A labyrinth can be a lonely place. In a short story by Jorge Luis Borges, Asterion, the most famous of labyrinthine inhabitants, is consoled in his solitude only by a prophecy that his redeemer will some day seek him out. That redeemer, the son of Aethra, fathered by both Aegeus and Poseidon, is the mythical unifier of Attica under the rule of Athens, a symbolic founder of Western civilisation. As Borges describes it in his story, this redemptive encounter will bring to an end one of only two singular objects (the other being the sun) in a labyrinth, and in a wider world, of infinite repetition. Lissa Treiman’s version of the labyrinth and its resident is different to Borges’ in important respects: in Borges’ story, Asterion proudly proclaims that ‘even my detractors admit there is not one single piece of furniture’ in his labyrinth. Treiman’s labyrinth, located in Ikos rather than Crete, is conversely home to a seemingly infinite plenitude of furnishings; but like Borges’, and like the labyrinth of Classical mythology, it is in an encounter with the one unique inhabitant at its centre that its infinite repetitions are induced to disclose their significance. Like Theseus after his conquest of the Minotaur, Treiman’s protagonists are able to achieve synoikismos, ‘dwelling together’.
Or to put it another way, Minötaar is a story about two housemates shopping for storage solutions in a well-known Swedish furniture superstore. Negotiating a common space for their two quite different personalities, and their two quite different approaches to the getting and ordering of stuff, is challenging. This scenario will be familiar to anyone who has lived in communal or shared accommodation, as will hopefully be the tolerant and flexible attitude required to make it work. The search for that tolerance, that common ground of friendship on which to found a domestic synoecism, forms the allegorical narrative of this short comic. The plot follows two young women around a branch of a thinly veiled Ikea, in search of a transcendent storage solution, which is rumoured to be found at the very centre of the labyrinthine store. Along the way they are advised by deathly shop assistants, they consult an oracle, they quarrel, they become lost, and eventually… well, I’m not about to give the game away, but suffice it to say that this is not a sad or depressing story.

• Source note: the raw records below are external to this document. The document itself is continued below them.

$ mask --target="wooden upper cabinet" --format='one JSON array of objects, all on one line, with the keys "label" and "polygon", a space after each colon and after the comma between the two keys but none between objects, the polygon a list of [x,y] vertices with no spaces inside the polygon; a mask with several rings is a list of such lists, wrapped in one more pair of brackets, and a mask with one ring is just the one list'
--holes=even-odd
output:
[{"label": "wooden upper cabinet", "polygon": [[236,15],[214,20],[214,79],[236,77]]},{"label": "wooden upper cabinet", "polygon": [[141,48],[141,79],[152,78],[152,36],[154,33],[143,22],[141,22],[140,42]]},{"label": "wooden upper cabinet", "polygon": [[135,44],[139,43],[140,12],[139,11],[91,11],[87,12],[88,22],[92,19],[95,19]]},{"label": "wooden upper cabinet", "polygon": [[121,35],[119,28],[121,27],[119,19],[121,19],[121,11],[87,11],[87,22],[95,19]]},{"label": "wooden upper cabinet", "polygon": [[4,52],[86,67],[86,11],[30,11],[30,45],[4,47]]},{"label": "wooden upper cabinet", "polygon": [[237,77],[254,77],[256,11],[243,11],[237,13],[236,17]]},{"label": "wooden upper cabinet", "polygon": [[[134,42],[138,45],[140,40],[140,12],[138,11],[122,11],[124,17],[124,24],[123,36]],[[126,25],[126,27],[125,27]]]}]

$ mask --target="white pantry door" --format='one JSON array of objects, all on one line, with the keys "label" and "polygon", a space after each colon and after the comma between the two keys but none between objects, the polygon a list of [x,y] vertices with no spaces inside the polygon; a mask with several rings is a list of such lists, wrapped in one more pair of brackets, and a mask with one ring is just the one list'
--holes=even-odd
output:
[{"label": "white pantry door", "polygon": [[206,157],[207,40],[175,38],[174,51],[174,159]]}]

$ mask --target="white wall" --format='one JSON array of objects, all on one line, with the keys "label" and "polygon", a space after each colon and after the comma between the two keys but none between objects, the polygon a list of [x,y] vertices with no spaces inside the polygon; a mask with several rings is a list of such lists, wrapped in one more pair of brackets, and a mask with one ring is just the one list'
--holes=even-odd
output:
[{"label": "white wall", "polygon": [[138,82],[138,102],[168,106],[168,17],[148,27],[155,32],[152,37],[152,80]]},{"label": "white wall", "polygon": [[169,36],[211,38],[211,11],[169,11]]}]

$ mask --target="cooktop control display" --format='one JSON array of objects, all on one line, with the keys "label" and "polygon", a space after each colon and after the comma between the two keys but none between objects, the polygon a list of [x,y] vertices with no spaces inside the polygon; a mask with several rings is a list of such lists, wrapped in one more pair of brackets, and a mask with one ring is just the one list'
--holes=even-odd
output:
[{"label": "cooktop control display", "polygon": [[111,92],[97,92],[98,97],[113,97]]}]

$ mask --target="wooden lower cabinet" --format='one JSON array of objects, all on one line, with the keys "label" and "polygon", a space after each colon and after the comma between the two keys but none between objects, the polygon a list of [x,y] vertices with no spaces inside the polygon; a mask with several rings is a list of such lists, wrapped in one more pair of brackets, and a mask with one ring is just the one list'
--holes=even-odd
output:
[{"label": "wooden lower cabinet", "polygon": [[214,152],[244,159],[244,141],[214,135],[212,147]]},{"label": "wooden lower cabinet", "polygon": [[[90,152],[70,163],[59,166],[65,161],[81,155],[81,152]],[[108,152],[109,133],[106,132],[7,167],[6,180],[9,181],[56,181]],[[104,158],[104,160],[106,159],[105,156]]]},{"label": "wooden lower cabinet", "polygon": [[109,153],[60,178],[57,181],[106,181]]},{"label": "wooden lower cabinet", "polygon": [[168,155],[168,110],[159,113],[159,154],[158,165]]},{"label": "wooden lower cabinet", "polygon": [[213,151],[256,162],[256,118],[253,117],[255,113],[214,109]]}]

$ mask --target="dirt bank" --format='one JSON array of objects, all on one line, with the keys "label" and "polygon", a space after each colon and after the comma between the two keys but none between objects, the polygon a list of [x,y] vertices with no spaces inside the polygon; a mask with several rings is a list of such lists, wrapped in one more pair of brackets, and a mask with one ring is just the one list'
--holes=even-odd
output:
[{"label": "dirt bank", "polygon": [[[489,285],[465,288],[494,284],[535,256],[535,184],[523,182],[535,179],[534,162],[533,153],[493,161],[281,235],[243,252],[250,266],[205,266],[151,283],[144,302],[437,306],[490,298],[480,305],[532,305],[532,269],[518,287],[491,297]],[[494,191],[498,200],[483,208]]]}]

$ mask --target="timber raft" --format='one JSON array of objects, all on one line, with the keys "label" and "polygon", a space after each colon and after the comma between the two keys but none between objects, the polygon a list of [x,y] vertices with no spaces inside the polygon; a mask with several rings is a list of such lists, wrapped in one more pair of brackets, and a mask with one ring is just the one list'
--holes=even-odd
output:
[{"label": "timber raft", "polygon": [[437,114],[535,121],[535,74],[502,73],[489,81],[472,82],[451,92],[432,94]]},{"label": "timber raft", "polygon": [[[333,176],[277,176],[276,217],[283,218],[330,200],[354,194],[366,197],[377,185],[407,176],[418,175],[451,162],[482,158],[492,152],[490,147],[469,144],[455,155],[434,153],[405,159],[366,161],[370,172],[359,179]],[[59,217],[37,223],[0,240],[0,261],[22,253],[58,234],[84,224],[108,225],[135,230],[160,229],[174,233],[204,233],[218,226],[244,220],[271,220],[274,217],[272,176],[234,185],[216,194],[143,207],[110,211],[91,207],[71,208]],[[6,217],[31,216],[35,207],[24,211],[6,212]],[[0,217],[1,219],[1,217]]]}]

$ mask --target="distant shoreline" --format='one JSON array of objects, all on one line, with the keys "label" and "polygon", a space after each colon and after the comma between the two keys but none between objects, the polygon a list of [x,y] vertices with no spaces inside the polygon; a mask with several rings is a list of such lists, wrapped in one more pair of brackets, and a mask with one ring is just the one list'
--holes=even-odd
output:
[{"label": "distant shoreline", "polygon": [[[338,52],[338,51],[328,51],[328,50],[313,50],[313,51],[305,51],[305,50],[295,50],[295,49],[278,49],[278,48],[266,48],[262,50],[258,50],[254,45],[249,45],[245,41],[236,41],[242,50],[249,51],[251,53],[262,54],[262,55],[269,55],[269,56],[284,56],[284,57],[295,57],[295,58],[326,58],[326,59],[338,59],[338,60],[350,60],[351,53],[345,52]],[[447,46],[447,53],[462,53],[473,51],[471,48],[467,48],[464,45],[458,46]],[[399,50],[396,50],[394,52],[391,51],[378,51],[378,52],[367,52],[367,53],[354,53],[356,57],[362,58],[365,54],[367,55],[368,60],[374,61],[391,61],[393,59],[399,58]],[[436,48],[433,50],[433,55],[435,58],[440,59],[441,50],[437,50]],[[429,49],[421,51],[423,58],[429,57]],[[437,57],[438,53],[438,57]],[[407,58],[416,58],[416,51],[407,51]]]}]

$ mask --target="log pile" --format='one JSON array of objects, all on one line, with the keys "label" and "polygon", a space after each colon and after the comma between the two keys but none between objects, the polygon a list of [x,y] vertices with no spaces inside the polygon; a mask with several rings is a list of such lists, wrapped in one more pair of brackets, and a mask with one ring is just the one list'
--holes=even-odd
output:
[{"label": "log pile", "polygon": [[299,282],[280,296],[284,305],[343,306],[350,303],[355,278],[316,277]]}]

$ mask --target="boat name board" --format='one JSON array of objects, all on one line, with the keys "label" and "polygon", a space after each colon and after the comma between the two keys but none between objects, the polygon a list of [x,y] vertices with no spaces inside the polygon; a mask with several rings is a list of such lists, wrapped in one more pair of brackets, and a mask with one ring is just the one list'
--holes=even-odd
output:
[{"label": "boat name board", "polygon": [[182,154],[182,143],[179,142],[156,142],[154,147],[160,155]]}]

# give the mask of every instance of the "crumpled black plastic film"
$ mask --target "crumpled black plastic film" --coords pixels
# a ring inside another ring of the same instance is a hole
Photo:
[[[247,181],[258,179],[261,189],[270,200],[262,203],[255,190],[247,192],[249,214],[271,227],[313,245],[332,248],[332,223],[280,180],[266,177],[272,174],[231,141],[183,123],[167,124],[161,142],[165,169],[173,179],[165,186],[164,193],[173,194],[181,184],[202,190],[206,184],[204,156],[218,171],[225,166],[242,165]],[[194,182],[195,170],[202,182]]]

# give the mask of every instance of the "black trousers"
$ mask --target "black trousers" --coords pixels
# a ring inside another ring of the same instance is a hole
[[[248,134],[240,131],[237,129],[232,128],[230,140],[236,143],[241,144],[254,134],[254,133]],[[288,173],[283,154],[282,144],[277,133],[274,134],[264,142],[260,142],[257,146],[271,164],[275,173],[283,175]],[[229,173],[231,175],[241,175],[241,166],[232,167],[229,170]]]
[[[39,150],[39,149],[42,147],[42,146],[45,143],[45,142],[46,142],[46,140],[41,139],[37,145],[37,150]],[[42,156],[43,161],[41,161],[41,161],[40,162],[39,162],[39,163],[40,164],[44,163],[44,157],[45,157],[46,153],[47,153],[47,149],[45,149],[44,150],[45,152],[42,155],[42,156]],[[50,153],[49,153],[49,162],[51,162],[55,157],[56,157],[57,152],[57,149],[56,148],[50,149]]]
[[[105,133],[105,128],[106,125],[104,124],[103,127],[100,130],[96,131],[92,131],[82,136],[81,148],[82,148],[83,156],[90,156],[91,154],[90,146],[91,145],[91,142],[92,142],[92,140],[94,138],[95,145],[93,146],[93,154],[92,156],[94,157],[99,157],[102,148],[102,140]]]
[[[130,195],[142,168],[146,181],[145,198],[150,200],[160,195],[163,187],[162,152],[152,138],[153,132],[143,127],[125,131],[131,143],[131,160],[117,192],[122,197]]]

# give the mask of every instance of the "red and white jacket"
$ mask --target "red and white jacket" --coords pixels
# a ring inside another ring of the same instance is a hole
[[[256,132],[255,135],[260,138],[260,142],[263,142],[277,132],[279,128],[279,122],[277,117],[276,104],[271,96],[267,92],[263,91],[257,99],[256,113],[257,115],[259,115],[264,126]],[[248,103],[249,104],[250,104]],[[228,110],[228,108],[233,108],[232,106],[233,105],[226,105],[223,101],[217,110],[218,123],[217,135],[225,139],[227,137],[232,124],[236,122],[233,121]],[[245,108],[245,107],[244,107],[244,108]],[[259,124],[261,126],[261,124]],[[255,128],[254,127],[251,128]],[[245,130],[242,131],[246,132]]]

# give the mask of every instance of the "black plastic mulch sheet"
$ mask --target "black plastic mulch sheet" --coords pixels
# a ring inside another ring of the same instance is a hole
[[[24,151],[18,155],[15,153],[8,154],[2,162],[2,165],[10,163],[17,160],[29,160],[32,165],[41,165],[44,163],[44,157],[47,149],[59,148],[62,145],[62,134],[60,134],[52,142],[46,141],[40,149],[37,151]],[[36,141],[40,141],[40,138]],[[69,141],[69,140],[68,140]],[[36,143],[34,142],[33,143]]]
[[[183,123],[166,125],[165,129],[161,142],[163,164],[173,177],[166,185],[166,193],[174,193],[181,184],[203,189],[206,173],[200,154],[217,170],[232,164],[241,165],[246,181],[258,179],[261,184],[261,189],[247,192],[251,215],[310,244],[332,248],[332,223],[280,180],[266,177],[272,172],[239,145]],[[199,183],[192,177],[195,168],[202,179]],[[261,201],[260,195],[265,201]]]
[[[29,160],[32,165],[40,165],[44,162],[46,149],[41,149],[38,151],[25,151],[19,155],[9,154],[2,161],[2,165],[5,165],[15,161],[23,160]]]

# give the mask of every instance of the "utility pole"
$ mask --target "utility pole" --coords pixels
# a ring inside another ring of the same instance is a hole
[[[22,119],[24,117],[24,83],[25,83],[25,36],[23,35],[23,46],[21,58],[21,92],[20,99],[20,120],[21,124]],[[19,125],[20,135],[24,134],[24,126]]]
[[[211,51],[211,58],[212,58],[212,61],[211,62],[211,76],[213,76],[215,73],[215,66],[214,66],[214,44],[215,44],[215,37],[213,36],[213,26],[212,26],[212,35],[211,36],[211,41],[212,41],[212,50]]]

Lissa Treiman works as a ‘head of story’ for Disney. This is a kind of senior storyboard artist, a direct assistant to a film’s director, responsible for shepherding the narrative through the production process. They make sure that the story flows with clarity, building and releasing tension in a rhythm that will bring the audience to the conclusion of the film satisfied and in concert with its narrative trajectory, and they do this by looking after the details in each scene before its production begins. These responsibilities clearly inculcate a skill-set that is ideally suited to writing and drawing a short comic book. When comic artists and cartoonists talk about each other, one of the grounds for praise that is most often to be heard, is that someone is a ‘good storyteller’. For a visual artist this means that they are able to draw action in such a way that it is immediately apparent to the reader what’s happening. For the lay-reader of comics its probably easier to get hung up on liking or disliking the way that an artist draws people, or guns, or animals, but none of that really matters if they are not a good storyteller. Treiman is a good storyteller.
Her characters are formed in a stylistically mature manner, one which doesn’t really look like anybody else’s way of cartooning, although she doesn’t draw in an outlandish or formally radical way. She varies figures and faces considerably, in contrast to some cartoonists, which produces an immediately recognisable outline on the page for each of her characters. Her characters are cute and amusing, but they are able to bear sufficient visual affect that the reader will have no difficulty accepting them as rounded and fully-imagined human beings. They move through a simply drawn world that employs the whole range of perspectives and viewpoints one might expect from a cartoonist who works in cinema; and the story proceeds through dynamic and varied page layouts that almost fling the reader forwards from page to page. Even on the simple, regular beat of a six- or nine-panel layout, Treiman syncopates like a jazz drummer, never once letting her panel borders line up vertically.
Aside from the hilarious basic conceit of this comic, Treiman pulls us in by making us care about her two protagonists. They have great dialogue, an affectionate banter that rings absolutely true, and an interpersonal dynamic which is recognisable without being clichéd. These elements are established with complete clarity in the opening panel, and reinforced at every subsequent turn of the story. The strength of their friendship is never more emphatically depicted than when they quarrel and go their separate ways. The divergence which this dramatises is the primary motor of the narrative: the difference between two friends, which will be the foundational strength of their relationship, if only they can find a storage solution robust enough to accommodate them both. The narrative comes to closure around the figure at the heart of the labyrinth, a figure which, unlike Theseus, they do not kill. Instead, they assemble it, and find it a receptacle in which chaos can live happily alongside order.